NEW YORK (TheStreet) -- Home Depot (HD) reported 2016 third quarter financial results that beat expectations on both the top and bottom line. The Atlanta-based home improvement retailer posted earnings of $1.61 per share on revenue of $23.15 billion. Wall Street had projected earnings of $1.58 per share on revenue of $23.04 billion.

"Another very solid report from Home Depot," Oppenheimer managing director Brian Nagel said on CNBC's "Squawk Box" this morning.

The results from Home Depot indicated that the home improvement market is not struggling, as some may have previously suggested.

"Just a few weeks ago there were some weaker supply reports out there, which really caused the market to worry if the home improvement market was cracking. With these results, today, the answer is clearly no," Nagel stated.

He then commented on how investors should play this stock given the results of last week's Presidential election.

"If tax rates go lower that's a positive, it's going to put more money in the pocket of the consumer," Nagel noted.

Regarding his view on where the stock trades from here, Nagel currently has a $140 price target.

"I think it's a 20-multiple type stock.

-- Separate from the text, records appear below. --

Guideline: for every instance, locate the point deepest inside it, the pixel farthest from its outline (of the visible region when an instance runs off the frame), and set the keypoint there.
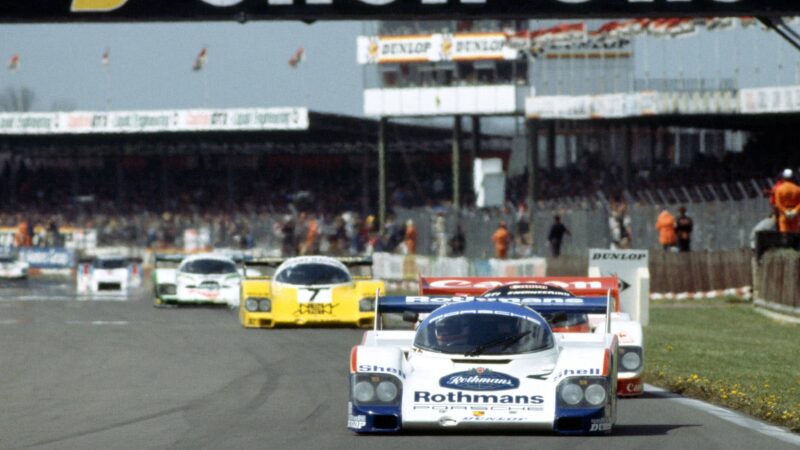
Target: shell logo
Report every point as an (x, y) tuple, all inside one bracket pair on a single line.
[(447, 47), (373, 48), (96, 5)]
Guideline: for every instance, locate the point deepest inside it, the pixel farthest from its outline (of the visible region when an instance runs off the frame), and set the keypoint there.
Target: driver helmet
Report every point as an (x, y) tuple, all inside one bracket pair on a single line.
[(451, 330)]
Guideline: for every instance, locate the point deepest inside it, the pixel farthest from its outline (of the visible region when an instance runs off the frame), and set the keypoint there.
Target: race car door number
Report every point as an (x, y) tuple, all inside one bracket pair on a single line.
[(314, 295)]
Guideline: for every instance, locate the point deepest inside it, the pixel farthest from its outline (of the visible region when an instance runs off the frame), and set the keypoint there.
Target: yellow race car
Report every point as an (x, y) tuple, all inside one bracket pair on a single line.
[(308, 290)]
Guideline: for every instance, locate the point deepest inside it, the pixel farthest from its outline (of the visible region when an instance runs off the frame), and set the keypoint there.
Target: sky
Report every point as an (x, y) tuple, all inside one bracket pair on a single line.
[(150, 65)]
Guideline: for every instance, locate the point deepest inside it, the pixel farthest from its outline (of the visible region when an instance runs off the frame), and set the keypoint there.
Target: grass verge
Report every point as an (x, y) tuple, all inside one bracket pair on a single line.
[(723, 352)]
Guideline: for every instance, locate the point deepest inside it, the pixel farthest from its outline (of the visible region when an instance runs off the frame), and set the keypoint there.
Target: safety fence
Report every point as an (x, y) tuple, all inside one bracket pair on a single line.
[(723, 217), (778, 280)]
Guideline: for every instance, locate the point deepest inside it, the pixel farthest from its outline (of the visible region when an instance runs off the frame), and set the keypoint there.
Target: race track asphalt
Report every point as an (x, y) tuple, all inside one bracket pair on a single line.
[(115, 373)]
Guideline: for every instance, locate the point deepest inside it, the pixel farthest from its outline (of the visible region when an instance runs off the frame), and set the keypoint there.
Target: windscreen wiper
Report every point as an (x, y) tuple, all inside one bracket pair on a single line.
[(507, 341)]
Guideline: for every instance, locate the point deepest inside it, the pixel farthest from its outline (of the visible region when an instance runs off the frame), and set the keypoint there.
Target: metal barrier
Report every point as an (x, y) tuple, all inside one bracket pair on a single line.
[(723, 218)]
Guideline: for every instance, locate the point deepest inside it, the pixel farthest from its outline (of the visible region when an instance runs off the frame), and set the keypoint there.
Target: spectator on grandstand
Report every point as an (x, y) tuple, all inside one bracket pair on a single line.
[(785, 175), (410, 238), (787, 202), (501, 239), (665, 225), (287, 238), (619, 224), (458, 243), (556, 236), (394, 233), (309, 246), (522, 228), (683, 230), (23, 237)]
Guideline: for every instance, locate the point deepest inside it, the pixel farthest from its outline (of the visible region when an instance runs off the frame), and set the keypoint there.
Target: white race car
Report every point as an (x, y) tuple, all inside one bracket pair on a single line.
[(104, 273), (198, 279), (485, 363), (629, 331), (11, 268)]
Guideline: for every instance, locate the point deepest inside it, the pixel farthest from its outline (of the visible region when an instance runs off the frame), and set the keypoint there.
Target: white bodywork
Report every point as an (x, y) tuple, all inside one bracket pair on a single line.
[(487, 390), (13, 269), (214, 288), (426, 404), (99, 276)]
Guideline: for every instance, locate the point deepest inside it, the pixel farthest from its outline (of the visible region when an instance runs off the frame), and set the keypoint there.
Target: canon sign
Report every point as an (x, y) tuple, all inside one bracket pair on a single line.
[(243, 10)]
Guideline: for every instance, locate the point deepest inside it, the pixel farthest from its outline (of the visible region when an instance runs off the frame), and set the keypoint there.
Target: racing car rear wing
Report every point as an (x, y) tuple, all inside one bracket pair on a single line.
[(421, 304), (577, 286), (274, 262), (172, 259)]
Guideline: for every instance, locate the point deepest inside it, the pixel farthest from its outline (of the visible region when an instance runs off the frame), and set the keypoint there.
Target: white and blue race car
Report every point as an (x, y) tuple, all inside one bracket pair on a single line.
[(485, 363)]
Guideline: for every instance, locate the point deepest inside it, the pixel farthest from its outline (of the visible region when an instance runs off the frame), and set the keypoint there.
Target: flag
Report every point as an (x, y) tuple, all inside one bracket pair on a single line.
[(200, 61), (13, 63), (299, 55)]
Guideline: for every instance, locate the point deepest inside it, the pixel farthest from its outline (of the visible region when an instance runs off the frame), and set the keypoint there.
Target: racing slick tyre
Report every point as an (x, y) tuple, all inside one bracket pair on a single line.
[(158, 303)]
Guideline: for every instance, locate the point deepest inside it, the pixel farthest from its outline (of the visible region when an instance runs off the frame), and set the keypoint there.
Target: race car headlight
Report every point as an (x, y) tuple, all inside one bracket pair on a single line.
[(631, 358), (363, 391), (167, 289), (254, 304), (386, 391), (366, 304), (583, 392), (375, 389), (571, 394), (595, 394)]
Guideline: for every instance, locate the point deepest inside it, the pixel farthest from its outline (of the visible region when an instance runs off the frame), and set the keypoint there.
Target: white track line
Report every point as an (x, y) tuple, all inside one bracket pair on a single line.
[(729, 415), (97, 322)]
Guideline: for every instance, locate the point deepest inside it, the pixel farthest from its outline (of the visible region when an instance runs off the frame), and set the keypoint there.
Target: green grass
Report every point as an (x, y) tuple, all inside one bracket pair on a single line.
[(724, 352)]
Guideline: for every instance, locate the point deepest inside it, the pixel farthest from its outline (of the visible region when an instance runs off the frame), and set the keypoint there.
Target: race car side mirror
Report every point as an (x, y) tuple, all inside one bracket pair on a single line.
[(410, 316)]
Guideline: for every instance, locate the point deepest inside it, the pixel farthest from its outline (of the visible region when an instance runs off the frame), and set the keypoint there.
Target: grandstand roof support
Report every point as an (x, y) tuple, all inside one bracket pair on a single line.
[(382, 122), (627, 155), (120, 194), (12, 180), (786, 32), (456, 162), (551, 145), (76, 174), (475, 148), (532, 162), (164, 180)]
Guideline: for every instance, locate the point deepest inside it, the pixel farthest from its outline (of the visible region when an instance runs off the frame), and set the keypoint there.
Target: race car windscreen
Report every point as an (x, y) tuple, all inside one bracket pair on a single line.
[(313, 274), (559, 322), (484, 334), (208, 267), (110, 264)]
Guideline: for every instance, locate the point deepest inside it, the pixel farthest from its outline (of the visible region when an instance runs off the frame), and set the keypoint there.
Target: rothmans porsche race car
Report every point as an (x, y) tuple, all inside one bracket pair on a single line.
[(485, 363), (308, 290), (629, 332), (197, 279)]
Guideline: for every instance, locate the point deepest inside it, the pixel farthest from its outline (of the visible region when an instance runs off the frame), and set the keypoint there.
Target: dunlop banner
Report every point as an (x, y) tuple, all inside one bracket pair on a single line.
[(17, 11)]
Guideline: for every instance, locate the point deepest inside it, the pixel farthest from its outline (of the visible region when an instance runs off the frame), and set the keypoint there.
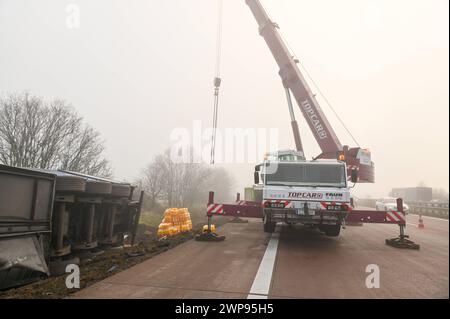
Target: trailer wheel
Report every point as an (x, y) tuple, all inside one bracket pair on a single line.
[(331, 230), (269, 226)]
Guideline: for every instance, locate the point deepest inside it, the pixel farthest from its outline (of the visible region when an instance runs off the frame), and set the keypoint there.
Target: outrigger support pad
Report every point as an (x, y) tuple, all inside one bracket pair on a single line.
[(238, 220), (207, 236), (402, 240)]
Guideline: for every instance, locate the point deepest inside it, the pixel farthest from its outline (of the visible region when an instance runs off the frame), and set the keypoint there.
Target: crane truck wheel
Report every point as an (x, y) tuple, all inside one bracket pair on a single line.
[(331, 230), (269, 226)]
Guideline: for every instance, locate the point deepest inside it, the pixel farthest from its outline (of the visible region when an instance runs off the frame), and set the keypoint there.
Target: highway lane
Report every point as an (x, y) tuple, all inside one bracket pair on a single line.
[(306, 264)]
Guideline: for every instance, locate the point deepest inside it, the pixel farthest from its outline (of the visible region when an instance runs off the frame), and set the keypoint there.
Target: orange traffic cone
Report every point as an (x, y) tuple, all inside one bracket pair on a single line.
[(421, 225)]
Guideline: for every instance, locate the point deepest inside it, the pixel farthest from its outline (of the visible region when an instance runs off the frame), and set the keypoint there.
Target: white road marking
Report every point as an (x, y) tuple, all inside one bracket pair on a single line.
[(428, 217), (261, 283)]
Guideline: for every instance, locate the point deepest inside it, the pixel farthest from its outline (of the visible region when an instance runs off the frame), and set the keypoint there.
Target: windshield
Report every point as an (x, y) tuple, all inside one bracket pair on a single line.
[(311, 174)]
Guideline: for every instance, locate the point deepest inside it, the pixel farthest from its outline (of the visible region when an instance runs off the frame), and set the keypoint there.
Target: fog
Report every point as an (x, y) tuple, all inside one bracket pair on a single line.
[(137, 70)]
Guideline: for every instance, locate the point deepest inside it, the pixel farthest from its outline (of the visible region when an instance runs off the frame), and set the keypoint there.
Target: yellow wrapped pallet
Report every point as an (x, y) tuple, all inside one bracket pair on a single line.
[(205, 228), (175, 221)]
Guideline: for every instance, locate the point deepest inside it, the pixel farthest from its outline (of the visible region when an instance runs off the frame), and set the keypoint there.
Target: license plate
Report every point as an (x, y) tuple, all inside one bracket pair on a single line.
[(276, 205), (335, 208)]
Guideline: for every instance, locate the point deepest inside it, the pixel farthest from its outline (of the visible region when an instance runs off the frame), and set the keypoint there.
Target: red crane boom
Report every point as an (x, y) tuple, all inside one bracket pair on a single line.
[(293, 81)]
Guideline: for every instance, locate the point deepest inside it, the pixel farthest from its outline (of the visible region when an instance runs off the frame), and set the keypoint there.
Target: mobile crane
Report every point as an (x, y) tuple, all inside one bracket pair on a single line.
[(292, 190), (293, 81)]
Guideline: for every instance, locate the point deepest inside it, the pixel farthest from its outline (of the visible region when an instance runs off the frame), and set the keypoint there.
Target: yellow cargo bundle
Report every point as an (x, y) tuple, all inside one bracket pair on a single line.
[(175, 221), (205, 228)]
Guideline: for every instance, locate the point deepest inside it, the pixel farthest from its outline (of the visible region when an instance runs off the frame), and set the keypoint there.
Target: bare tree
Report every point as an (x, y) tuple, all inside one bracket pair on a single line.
[(52, 135), (182, 184), (154, 180)]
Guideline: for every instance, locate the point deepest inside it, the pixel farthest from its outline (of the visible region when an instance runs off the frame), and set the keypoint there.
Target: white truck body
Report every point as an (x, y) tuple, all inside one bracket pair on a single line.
[(312, 193)]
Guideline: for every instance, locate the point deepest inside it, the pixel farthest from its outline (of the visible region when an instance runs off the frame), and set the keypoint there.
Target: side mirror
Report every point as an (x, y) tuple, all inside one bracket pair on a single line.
[(256, 176), (354, 176)]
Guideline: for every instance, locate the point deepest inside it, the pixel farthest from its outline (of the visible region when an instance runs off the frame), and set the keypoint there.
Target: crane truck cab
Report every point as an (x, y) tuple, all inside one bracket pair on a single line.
[(295, 190)]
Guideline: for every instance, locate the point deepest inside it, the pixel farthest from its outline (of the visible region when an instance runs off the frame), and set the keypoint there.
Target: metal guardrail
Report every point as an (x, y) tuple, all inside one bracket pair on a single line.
[(432, 209)]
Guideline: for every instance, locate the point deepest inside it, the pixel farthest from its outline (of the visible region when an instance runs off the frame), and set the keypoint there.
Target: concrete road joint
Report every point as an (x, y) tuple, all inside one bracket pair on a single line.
[(261, 284), (169, 287)]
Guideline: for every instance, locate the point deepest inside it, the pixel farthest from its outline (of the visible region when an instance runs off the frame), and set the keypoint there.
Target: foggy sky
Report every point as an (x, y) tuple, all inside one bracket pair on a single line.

That really hasn't changed much in the last couple of weeks," Nagel said.

Shares of Home Depot opened lower on Tuesday. 

Separately, TheStreet Ratings Team has a "Buy" rating with a score of A on Home Depot stock.

The company's strengths can be seen in multiple areas, such as its growth in earnings per share, revenue growth, notable return on equity, good cash flow from operations and increase in net income.